I wore my Sad Sweater yesterday.
Yes, you read that correctly.
I figured if I was to Be Present for the month of December, why should it only be during moments of joy. That wouldn't be truthful or authentic to what life sometimes gives us, no matter how many positive vibes we send out to the universe. So I decided to share whatever came my way. Good or bad.
This particular piece of clothing was named 'the Sad Sweater' because I only wore it on sad occasions. It never came out of the closet for any other reason. I could not bring myself to wear it out any other time.
I never went out looking to purchase a sweater for such an occasion, this particular sweater just happened to be the one I chose. It may not look like much but it's a beautiful sweater. I feel secure and protected in this sweater like nothing can get in. It's my armour for when I need to battle Sadness. When the battle is complete, I fold it away and hope it doesn't need to come out anytime soon.
How odd that a piece of clothing can bring about feelings of security and protection?

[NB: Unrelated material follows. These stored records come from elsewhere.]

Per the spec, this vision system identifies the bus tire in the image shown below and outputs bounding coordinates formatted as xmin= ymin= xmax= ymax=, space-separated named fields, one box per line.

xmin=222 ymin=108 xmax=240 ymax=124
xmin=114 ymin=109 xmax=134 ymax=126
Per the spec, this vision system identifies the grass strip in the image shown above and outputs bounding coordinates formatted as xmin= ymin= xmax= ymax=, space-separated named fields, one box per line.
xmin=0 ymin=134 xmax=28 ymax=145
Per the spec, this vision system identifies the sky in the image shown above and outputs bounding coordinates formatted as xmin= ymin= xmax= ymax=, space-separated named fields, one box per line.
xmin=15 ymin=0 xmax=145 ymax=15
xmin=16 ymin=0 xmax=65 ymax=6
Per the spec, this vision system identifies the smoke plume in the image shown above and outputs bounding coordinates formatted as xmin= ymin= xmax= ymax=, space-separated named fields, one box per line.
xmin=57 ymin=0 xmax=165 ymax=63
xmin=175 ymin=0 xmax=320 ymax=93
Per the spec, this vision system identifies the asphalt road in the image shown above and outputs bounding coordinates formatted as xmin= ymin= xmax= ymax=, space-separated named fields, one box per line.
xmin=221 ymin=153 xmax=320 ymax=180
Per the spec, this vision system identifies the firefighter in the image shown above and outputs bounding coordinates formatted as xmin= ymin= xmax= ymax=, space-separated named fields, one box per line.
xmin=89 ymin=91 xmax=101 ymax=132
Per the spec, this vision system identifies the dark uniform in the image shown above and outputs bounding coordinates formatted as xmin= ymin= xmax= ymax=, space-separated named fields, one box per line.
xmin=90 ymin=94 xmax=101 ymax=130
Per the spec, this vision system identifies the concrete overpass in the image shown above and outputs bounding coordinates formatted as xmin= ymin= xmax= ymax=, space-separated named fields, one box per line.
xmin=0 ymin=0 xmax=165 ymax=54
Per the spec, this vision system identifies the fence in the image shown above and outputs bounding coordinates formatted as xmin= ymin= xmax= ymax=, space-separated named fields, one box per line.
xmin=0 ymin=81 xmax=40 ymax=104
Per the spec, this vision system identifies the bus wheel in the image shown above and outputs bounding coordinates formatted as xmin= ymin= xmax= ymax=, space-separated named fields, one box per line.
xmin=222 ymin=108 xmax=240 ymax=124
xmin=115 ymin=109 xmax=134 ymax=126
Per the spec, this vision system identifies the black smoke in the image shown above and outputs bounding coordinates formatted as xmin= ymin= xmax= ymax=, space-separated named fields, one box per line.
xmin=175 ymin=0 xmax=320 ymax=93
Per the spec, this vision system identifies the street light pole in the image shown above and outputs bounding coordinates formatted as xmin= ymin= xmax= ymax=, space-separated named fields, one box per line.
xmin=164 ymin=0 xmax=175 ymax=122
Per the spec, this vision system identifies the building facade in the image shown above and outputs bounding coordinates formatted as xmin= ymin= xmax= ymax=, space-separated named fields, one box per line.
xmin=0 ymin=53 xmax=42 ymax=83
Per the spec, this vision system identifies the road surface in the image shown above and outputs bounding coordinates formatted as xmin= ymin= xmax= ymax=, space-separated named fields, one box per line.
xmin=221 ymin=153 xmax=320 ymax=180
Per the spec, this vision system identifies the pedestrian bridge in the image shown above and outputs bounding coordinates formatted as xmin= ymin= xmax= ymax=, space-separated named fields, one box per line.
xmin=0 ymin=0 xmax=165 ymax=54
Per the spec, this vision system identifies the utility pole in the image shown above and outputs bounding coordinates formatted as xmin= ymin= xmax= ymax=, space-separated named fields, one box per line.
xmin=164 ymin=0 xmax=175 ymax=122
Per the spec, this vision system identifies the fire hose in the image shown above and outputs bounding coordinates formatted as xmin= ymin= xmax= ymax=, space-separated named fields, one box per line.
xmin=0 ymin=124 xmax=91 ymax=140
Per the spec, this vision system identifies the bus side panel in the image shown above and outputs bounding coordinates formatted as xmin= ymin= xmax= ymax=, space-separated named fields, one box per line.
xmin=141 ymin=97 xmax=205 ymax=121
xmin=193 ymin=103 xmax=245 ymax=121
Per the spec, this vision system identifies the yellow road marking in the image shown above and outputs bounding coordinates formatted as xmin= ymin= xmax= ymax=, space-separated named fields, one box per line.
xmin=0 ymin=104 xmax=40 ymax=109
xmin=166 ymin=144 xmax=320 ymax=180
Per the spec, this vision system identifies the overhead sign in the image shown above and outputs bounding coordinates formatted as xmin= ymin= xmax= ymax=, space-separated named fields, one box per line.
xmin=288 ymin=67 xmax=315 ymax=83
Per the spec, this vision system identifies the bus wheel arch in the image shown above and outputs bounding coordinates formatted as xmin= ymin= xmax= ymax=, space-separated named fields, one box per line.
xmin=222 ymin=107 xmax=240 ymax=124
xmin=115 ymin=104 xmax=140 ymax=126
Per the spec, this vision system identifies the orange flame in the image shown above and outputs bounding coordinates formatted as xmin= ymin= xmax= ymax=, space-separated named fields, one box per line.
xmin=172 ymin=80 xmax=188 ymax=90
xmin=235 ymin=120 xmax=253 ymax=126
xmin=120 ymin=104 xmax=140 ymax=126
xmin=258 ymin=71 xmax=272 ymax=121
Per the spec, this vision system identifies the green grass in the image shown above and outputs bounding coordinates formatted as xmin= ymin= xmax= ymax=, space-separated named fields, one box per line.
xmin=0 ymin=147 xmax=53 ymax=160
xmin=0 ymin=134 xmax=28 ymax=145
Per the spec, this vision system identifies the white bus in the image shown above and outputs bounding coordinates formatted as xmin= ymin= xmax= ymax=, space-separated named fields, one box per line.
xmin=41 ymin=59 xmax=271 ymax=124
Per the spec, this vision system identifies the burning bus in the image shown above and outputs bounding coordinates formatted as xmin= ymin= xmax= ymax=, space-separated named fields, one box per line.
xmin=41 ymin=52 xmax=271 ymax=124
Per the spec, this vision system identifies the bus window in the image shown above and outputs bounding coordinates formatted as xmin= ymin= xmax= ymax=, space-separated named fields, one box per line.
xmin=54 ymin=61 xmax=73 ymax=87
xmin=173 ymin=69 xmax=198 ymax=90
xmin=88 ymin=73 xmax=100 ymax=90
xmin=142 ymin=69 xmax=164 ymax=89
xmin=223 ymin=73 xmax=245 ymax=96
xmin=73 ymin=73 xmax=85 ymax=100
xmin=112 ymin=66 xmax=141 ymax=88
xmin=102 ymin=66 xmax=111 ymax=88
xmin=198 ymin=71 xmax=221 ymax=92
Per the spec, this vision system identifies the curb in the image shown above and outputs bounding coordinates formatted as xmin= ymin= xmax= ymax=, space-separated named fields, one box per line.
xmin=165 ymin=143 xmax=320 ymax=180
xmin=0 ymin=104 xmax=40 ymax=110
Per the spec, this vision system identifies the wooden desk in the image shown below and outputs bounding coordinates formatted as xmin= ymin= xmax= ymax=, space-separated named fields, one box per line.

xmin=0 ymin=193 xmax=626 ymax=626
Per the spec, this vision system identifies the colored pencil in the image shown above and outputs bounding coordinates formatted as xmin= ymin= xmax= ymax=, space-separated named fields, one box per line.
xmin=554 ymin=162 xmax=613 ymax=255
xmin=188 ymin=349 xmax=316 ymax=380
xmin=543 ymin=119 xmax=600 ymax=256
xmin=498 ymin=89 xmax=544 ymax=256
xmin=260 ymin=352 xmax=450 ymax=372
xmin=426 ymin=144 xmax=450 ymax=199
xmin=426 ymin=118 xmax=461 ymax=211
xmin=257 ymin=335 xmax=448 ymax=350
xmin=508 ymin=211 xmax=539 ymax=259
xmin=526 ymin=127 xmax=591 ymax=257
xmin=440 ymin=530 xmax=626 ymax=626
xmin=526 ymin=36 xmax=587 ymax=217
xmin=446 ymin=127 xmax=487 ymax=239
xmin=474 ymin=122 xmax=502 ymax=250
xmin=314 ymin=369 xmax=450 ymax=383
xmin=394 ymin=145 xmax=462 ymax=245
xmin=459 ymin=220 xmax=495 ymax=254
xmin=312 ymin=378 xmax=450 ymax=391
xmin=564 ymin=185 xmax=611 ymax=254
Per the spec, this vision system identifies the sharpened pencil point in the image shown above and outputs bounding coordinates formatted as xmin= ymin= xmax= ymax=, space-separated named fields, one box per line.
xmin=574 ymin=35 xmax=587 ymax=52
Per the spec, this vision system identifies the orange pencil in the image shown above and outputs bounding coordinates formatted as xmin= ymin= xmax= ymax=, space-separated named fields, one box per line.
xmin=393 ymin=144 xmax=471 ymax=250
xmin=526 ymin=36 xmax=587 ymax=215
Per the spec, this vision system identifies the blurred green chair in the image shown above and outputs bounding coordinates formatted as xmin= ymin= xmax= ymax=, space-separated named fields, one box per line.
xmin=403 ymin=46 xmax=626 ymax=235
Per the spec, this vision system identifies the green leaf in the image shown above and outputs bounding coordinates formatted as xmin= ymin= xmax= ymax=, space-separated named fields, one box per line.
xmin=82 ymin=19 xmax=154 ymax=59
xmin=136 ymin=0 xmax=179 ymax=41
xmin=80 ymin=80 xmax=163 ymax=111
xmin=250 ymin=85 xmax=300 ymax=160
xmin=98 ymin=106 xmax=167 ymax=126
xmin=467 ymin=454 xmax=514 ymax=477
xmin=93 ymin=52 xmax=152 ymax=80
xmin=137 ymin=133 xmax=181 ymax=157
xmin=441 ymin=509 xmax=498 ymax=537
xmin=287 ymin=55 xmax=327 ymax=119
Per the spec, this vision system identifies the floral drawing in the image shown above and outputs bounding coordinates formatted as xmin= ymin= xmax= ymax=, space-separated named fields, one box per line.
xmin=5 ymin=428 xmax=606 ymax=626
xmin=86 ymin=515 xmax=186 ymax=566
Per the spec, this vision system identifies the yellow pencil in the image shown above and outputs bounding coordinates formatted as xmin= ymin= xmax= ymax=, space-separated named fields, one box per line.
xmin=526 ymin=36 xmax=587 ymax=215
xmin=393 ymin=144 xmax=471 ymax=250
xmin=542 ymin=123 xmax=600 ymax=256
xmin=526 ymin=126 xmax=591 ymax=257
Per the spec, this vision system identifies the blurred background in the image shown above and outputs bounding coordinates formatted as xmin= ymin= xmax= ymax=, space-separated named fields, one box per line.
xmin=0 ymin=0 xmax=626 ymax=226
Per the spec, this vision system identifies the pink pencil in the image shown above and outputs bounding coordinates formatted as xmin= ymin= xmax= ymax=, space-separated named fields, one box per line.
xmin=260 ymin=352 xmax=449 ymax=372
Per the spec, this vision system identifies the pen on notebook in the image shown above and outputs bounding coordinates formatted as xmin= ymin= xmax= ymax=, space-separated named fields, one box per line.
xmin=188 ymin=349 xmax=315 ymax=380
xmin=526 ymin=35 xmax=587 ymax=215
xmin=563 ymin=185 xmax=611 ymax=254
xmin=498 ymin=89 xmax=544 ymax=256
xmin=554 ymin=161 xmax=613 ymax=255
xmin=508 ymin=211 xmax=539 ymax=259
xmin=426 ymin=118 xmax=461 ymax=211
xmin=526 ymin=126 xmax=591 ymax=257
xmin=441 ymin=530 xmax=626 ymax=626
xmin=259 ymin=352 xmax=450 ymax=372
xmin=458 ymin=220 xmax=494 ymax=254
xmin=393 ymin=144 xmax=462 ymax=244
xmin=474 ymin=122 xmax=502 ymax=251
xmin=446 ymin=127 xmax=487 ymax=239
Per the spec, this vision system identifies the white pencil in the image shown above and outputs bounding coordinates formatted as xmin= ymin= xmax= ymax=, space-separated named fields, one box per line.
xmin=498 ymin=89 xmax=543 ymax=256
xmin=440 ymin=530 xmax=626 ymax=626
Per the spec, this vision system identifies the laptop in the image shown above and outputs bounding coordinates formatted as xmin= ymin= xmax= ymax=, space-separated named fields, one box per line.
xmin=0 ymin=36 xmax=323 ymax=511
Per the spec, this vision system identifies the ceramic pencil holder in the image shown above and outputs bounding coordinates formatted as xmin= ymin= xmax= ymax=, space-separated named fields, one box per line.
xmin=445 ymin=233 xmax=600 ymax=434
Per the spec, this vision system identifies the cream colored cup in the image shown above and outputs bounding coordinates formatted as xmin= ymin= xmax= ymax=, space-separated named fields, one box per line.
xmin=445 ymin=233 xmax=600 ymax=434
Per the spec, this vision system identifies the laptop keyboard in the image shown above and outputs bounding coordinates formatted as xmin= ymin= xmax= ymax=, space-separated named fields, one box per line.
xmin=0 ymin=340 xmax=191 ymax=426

But my goal for this month and my wish for our family these days is to Be Present in the moments. During these days of Being PRESENT, I have been examining my thoughts and feelings in new ways. Making sure that I truly feel the moments happening in my life.
All of the moments, the good and the not so good.
So, that brings me back to the sweater...
My coat of armour...
As vulnerable as I feel on the outside, I am protected on the inside.
"What an interesting thought" I said to my Self. (I am rightfully able to refer to myself as Self after all...)
If we can only have one feeling in any one moment, I get to choose what those feeling are. I can recognize it for what it is and accept those feelings. I can examine those feelings. I can feel those feelings.
I can ignore those feelings and put them away in the back of my mind which I have become quite proficient at in the past. How many times do we put those thoughts and feelings away only to discover that they are always there lingering?
Today was different.
I put on the Sad Sweater, and in that particular moment I was okay with my feelings. Because this was a sad time and if I accepted my feelings and my thoughts, I would be able to move past that moment.
I wore the sweater and was complimented on how beautiful it was.
When I mentioned that this was my Sad Sweater, what a shame I thought that I had relinquished to wearing it only for sad occasions. But like any moment that I have, I examined the thought in a different way and changed that thought.
It was no longer the Sad Sweater but a special uniform to recognize the moments that this sweater and I had shared. The special people that it stood for. The fond memories it carried only for them.
How special I thought. Something only for them. At the end of the day, I lovingly folded it up and put it in its special place in the closet. It is now the Special Sweater because that is what BEing Present felt like.